According to the Office for National Statistics, August’s consumer prices rose 3.2% year-on–year. This is the highest annual rate of inflation since March 2012. It was also higher than July’s 2.0%.
According to statistics, the “Eat out to Help Out” government scheme that offered discounts on food to aid a pandemic-affected sector would disappear from the next month’s data.
The Bank of England still expects that inflation will reach 4% later in the year due to rising energy prices, pandemic bottlenecks and other factors. But it believes this trend will diminish over the next 2022.
August’s increase of 1.2 percentage points in annual inflation rate was the largest since 1997 when detailed records were started. None of the 37 economists polled at Reuters expected such a high reading. Instead, the median forecast pointed to 2.9% consumer price inflation.
The heavy discounts under the Eat Out to Help Out Scheme this summer were a major factor in the rise. Hugh Gimber of J.P. Morgan Asset Management said there were signs that inflationary pressures have become more widespread and broad-based in many areas of the economy.
According to the ONS, there is also evidence from anecdotal reports that supply chain shortages and increasing shipping costs contributed to increased food prices. Last month saw their largest monthly increase in August 2008 since 2008.
Inflation has been rising in several countries, including Britain. This is due to higher oil prices and global shipping issues.

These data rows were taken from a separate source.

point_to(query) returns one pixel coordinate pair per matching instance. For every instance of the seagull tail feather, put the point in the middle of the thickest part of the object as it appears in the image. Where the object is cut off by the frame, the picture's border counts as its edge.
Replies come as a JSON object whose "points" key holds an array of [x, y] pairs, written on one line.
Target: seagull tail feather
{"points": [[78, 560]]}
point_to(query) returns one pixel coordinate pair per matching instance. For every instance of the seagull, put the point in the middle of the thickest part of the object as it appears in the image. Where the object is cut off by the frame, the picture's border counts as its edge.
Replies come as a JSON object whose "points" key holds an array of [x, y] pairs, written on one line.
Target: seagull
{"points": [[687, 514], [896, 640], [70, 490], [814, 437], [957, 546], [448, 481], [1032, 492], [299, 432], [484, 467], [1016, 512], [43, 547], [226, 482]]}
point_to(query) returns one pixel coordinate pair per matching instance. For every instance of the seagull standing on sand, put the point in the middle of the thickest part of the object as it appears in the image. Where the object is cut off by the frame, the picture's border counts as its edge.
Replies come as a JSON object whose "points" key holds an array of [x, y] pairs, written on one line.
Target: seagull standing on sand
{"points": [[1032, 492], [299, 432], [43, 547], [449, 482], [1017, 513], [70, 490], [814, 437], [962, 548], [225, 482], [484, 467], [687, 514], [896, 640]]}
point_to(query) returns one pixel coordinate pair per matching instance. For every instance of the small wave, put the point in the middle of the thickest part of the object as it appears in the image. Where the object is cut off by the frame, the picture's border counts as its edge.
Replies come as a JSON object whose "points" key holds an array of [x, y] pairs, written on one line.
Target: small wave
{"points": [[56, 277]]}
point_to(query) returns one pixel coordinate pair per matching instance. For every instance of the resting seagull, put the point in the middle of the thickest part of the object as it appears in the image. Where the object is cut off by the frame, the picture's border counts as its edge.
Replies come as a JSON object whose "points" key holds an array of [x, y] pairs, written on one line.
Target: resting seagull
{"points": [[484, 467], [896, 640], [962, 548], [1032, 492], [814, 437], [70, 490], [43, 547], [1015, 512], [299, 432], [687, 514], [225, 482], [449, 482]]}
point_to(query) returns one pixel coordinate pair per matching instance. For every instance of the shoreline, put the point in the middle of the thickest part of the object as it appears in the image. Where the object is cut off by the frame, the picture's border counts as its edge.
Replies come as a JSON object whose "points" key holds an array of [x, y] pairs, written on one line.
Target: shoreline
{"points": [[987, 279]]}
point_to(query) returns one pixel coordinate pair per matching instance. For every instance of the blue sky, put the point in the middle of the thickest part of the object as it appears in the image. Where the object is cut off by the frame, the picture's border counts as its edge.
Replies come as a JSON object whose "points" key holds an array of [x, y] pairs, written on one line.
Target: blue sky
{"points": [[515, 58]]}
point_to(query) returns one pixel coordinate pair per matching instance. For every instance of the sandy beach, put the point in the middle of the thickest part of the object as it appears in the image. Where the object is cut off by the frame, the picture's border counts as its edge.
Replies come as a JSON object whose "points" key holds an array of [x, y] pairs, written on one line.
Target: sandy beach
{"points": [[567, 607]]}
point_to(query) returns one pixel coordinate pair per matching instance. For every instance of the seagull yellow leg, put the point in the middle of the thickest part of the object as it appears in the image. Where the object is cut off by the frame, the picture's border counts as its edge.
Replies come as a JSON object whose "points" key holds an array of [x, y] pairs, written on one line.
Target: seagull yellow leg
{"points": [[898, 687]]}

Although the euro zone’s inflation was at its highest level in 10 years, Tuesday’s data showed that the U.S. consumer prices grew at a slower pace than they had for six months. It suggests that there has been a peak.
As investors increased their expectation for BoE rate hikes next year, British government bond yields rose following Wednesday’s data.

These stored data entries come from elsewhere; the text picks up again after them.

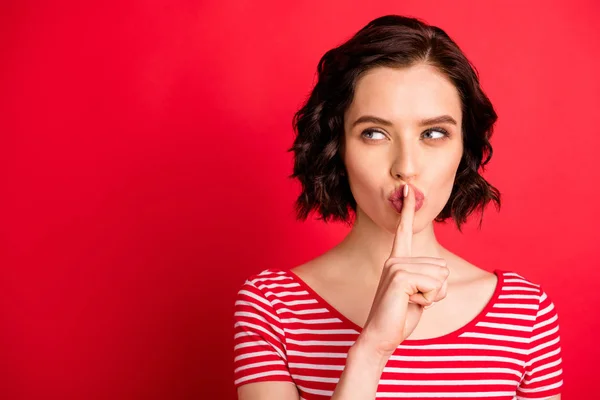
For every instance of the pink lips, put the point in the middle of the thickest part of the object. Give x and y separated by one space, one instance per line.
397 198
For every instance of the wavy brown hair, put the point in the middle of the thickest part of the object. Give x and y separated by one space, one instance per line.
389 41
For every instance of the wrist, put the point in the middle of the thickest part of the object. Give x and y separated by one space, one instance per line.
368 353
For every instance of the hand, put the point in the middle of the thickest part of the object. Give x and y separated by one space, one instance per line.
407 284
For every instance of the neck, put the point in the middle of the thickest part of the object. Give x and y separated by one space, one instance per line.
367 246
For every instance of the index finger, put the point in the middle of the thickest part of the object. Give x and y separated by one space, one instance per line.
403 240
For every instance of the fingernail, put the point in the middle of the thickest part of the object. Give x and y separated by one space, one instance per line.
429 306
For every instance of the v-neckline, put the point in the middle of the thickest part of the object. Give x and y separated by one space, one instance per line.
454 334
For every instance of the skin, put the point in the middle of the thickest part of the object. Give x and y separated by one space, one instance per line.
404 151
381 157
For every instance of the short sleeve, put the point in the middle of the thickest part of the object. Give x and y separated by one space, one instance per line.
543 371
259 339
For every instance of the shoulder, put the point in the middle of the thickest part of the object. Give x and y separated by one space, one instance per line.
520 288
266 286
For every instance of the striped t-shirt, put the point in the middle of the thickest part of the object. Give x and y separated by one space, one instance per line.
285 331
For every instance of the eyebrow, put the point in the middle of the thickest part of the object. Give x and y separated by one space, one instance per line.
427 121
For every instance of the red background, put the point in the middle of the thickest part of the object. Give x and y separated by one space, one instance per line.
144 170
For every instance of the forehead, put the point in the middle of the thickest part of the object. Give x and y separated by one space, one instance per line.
406 94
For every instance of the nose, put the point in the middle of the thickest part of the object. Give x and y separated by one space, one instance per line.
404 163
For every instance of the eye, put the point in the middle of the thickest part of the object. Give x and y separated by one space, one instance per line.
369 133
443 133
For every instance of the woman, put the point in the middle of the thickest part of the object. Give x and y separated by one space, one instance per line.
390 140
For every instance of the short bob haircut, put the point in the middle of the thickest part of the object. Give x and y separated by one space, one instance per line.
390 41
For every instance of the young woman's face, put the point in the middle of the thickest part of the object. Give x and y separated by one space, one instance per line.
401 147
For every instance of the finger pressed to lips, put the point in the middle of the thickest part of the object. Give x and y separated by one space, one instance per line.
402 246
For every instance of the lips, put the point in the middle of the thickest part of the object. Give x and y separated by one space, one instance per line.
397 198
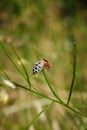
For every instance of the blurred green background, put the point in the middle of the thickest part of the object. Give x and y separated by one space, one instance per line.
47 25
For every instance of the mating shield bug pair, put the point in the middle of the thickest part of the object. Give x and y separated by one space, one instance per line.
40 65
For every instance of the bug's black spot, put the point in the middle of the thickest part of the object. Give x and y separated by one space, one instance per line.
39 62
36 64
45 60
35 68
39 66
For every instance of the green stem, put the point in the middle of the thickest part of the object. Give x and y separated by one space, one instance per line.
74 73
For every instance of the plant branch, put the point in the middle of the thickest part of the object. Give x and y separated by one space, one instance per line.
74 72
24 68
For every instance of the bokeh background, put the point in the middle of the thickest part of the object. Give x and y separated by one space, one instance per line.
46 25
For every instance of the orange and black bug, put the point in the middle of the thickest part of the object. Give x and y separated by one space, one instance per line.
40 65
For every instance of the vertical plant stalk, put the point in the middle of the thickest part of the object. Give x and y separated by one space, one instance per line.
23 66
14 64
74 73
51 87
38 115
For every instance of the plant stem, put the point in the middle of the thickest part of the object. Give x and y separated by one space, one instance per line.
74 72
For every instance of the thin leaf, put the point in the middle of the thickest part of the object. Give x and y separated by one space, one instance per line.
38 115
23 66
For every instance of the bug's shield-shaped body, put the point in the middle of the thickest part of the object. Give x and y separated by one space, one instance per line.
38 67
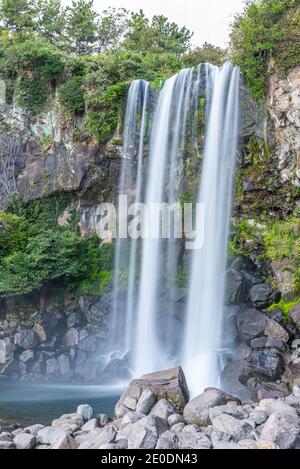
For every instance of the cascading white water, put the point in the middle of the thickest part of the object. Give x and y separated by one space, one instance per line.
144 321
165 160
135 126
202 338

According to Reuters, economists believe that the BoE will increase borrowing costs before 2022. This is earlier than was previously believed. Markets expect a second rise by December and a May increase. [ECILT/GB]
BASE EFFECT
In August 2020 the government offered diners a 50% discount of up to 10 pounds ($14) per head on meals to kick-start the economy. The absence of such discounts resulted in restaurant prices exceeding half the increase of headline inflation by 1.2 percentage points last month.
Economists stated that August’s unusually low reading was not likely to worry BoE policymakers, who were considering ending the stimulus program at the peak of the COVID-19 epidemic.
Jack Leslie (senior economist, Resolution Foundation think tank) stated that “these” effects are temporary and policymakers have little to do about the cost of living crisis.
The central bank has a more difficult task when assessing whether labor shortages could lead to longer-term pressures. Half of BoE policymakers deemed that the basic conditions for raising rates had been satisfied last month, but none believed there was sufficient evidence to support tightening policy.
The Wednesday British producer price data revealed that prices are still rising. Prices charged by manufacturers for raw materials and finished goods rose at an accelerated rate. Oil prices have risen 50% since last year.
ONS data also showed that British house prices rose 8.0% in July compared to a year ago. This is a smaller rise than the 13.1% increase in June. It was the last month buyers could take advantage of the temporary tax relief on purchases of property.